L’interdiction du cannabis en copropriété gagne du terrain

26 septembre 2018 — Au moins 15 % des membres du Regroupement des gestionnaires et copropriétaires du Québec (RGCQ), un organisme à but non lucratif notamment constitué de syndicats de copropriétaires, ont balisé la consommation du cannabis dans leur immeuble.

La copropriété Le Contemporain, située à Sainte-Foy, est une de celles qui ont emboîté le pas. Les quelque 150 copropriétaires qui y habitent ont voté, majoritairement, pour que le pot soit interdit dans les espaces communs. On parle ici des terrains extérieurs, de la piscine et des balcons extérieurs, qui sont bien souvent qualifiés de parties communes à usage restreint.

Valeur des condos à la baisse

L’une des inquiétudes avec la marijuana vient du fait que cette substance pourrait, possiblement, faire diminuer la valeur des condos dans cet immeuble, pensent leurs copropriétaires. Néanmoins, ceux qui le veulent pourront en consommer dans leur appartement, car la ventilation du bâtiment est jugée adéquate.

Certains juristes font savoir que depuis que le gouvernement fédéral a annoncé la légalisation prochaine du pot, celui-ci fait l’objet d’une attention particulière. La date butoir des syndicats pour l’interdire est le 17 octobre prochain, après quoi, il pourrait être plus difficile de le proscrire, du moins dans les parties privatives.

Les syndicats ont le pouvoir de réglementer

« J’ai au moins une demande par semaine visant à proposer des règlements sur la marijuana en copropriété », affirme Michel Paradis, avocat en droit de la copropriété et président du RGCQ Québec. Ce juriste estime que tous les syndicats de copropriétaires ont le pouvoir, mais aussi la légitimité pour réglementer la consommation de cette substance.

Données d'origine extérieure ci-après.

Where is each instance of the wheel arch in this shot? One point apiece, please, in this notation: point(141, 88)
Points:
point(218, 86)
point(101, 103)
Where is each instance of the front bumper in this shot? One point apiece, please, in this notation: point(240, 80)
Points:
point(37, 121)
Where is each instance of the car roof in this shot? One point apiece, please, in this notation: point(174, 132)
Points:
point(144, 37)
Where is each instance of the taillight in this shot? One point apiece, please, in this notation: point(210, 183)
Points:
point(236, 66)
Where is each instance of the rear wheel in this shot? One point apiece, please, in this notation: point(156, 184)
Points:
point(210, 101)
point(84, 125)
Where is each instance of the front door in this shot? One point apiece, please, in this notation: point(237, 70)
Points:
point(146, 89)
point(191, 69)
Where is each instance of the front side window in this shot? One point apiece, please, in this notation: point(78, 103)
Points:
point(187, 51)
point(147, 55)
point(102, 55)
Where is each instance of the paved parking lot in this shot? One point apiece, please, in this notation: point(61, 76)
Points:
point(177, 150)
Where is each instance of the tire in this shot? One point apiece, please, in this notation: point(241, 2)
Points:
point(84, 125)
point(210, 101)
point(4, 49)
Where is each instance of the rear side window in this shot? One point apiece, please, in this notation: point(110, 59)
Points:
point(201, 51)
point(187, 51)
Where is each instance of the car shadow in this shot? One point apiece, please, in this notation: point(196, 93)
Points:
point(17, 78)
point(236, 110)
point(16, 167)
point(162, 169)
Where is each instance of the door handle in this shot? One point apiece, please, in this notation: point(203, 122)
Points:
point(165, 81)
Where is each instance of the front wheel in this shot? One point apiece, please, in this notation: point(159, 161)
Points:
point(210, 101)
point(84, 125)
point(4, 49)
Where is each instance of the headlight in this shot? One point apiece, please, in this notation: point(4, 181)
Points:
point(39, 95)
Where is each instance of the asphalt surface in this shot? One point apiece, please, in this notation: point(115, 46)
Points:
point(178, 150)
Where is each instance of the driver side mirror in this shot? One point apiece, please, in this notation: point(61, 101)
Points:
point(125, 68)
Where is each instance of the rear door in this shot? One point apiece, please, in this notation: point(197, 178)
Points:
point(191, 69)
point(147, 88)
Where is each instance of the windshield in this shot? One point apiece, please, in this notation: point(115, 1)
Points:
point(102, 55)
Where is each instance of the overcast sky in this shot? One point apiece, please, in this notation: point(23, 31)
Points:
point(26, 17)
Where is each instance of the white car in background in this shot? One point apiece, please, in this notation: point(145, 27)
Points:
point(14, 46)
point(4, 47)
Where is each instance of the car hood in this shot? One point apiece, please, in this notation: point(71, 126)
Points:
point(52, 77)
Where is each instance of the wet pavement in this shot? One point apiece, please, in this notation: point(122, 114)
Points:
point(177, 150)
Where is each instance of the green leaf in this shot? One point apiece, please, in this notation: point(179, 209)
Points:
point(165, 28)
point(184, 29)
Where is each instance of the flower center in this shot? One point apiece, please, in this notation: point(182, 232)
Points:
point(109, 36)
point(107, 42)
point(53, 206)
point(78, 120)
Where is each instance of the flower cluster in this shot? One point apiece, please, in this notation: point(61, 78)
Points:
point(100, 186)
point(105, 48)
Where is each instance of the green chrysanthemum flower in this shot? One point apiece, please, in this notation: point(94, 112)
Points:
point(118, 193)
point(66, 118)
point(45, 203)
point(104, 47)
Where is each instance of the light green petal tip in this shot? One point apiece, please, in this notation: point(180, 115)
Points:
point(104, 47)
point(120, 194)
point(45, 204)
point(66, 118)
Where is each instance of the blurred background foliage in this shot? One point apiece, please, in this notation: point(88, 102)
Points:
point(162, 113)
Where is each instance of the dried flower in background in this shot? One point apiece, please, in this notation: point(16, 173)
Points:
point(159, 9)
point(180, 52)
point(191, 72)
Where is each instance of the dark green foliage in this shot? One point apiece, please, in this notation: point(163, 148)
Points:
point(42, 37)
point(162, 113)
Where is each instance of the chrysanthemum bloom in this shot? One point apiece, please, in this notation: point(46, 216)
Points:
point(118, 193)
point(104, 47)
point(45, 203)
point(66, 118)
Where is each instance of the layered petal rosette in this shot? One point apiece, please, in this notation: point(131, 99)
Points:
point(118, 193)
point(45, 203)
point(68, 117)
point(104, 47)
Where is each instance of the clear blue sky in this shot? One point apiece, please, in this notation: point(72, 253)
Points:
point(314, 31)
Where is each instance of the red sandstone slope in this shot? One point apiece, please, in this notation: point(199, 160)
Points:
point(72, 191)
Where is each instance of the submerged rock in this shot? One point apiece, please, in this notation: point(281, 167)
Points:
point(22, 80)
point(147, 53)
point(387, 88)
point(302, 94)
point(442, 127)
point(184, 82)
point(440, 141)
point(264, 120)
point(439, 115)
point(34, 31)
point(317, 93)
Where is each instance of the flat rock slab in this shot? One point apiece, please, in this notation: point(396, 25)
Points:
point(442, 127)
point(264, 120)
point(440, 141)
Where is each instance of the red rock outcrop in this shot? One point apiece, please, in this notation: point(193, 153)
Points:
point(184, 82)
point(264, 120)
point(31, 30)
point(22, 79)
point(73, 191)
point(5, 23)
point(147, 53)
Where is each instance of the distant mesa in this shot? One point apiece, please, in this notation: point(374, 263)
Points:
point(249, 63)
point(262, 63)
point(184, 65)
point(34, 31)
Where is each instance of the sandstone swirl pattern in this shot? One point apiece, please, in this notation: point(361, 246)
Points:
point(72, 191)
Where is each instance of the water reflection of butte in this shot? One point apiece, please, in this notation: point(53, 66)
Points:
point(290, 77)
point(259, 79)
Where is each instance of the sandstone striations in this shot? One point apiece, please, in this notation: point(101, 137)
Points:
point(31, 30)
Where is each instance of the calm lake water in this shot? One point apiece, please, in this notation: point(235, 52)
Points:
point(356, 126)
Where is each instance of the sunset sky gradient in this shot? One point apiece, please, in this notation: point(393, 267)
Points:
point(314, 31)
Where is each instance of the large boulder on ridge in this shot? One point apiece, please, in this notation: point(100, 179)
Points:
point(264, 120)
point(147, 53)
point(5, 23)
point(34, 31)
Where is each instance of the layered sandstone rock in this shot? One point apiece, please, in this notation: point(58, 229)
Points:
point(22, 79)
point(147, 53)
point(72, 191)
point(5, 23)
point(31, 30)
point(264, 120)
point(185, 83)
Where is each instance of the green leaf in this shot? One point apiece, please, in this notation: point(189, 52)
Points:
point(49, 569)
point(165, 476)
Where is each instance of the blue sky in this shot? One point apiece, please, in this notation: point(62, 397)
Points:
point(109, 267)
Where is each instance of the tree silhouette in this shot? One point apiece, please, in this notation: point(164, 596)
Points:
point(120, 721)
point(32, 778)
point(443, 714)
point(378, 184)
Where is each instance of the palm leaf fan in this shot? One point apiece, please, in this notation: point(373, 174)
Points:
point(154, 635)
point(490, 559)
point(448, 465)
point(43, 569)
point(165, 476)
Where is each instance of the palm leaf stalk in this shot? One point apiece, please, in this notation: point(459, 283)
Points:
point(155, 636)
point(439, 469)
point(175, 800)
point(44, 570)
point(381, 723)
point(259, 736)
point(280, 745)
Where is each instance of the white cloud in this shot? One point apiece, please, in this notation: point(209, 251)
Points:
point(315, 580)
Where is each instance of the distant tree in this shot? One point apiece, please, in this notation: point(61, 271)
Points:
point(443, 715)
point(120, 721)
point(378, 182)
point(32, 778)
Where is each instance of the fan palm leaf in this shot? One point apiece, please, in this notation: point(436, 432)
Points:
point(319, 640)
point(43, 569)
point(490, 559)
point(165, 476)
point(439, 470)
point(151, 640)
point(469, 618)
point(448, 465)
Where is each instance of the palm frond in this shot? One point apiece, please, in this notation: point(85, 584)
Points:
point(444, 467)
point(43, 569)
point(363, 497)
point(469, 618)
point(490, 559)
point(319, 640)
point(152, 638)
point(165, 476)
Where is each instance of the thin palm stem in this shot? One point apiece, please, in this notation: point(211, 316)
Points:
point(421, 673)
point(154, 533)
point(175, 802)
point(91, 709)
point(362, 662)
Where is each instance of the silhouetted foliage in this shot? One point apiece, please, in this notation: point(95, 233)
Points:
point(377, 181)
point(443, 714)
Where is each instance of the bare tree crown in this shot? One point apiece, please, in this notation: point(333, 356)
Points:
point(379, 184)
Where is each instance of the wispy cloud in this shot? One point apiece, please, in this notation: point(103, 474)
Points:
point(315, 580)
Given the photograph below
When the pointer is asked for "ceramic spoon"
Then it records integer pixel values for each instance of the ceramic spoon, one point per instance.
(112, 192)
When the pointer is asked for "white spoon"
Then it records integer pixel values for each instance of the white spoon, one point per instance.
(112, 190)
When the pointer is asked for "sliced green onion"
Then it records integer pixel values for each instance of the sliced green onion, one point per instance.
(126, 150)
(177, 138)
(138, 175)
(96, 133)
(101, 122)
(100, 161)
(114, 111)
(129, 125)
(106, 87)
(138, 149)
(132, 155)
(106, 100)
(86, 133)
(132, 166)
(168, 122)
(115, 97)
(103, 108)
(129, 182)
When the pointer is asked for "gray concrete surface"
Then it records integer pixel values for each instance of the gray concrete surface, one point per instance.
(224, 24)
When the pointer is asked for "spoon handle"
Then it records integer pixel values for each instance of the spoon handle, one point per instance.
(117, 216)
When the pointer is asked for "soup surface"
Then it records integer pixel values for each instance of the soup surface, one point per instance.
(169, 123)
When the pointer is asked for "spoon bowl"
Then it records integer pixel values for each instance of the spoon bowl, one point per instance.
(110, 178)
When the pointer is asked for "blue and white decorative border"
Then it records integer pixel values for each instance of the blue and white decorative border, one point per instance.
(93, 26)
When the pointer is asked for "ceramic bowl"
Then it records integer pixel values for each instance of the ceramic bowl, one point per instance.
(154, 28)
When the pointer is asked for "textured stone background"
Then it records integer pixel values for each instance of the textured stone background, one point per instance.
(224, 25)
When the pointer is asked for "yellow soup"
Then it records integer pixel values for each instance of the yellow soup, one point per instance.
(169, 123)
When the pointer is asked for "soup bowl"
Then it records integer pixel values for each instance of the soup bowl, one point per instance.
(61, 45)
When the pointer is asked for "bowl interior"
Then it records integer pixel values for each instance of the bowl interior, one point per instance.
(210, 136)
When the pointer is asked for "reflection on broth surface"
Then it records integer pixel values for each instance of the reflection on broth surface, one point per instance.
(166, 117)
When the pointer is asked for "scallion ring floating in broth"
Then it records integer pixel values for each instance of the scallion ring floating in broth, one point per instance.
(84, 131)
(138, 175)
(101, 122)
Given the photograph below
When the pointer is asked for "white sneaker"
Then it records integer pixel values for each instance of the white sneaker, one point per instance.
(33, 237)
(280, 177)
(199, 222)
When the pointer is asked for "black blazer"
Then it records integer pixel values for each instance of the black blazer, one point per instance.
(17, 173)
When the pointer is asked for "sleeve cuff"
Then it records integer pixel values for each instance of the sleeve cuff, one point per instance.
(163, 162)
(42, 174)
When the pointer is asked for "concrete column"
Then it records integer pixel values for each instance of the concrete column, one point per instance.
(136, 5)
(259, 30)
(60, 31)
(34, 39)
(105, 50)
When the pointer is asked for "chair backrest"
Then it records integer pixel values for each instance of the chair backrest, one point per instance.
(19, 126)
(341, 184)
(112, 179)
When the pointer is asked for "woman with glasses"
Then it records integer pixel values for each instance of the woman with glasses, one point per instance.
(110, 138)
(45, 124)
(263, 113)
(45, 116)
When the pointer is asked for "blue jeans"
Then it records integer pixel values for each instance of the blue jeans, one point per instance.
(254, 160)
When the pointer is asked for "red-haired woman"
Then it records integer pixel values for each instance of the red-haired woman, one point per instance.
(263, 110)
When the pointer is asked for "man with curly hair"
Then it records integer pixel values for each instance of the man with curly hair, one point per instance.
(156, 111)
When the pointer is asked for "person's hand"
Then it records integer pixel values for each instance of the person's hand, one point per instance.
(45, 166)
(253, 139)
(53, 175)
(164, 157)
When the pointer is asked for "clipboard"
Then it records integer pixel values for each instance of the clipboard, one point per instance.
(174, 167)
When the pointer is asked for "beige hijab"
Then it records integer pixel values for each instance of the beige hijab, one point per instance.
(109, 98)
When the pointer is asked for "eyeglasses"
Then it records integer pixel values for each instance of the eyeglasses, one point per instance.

Il reste qu’au Québec, la jurisprudence en cette matière est plutôt mince, voire inexistante, dit-il. Toutefois, certains tribunaux canadiens ont rendu des décisions concernant le tabagisme. En conclusion, Michel Paradis croit que puisque la fumée du cannabis est considérée au même titre que la fumée du tabac, les syndicats de copropriétaires peuvent agir en cette matière.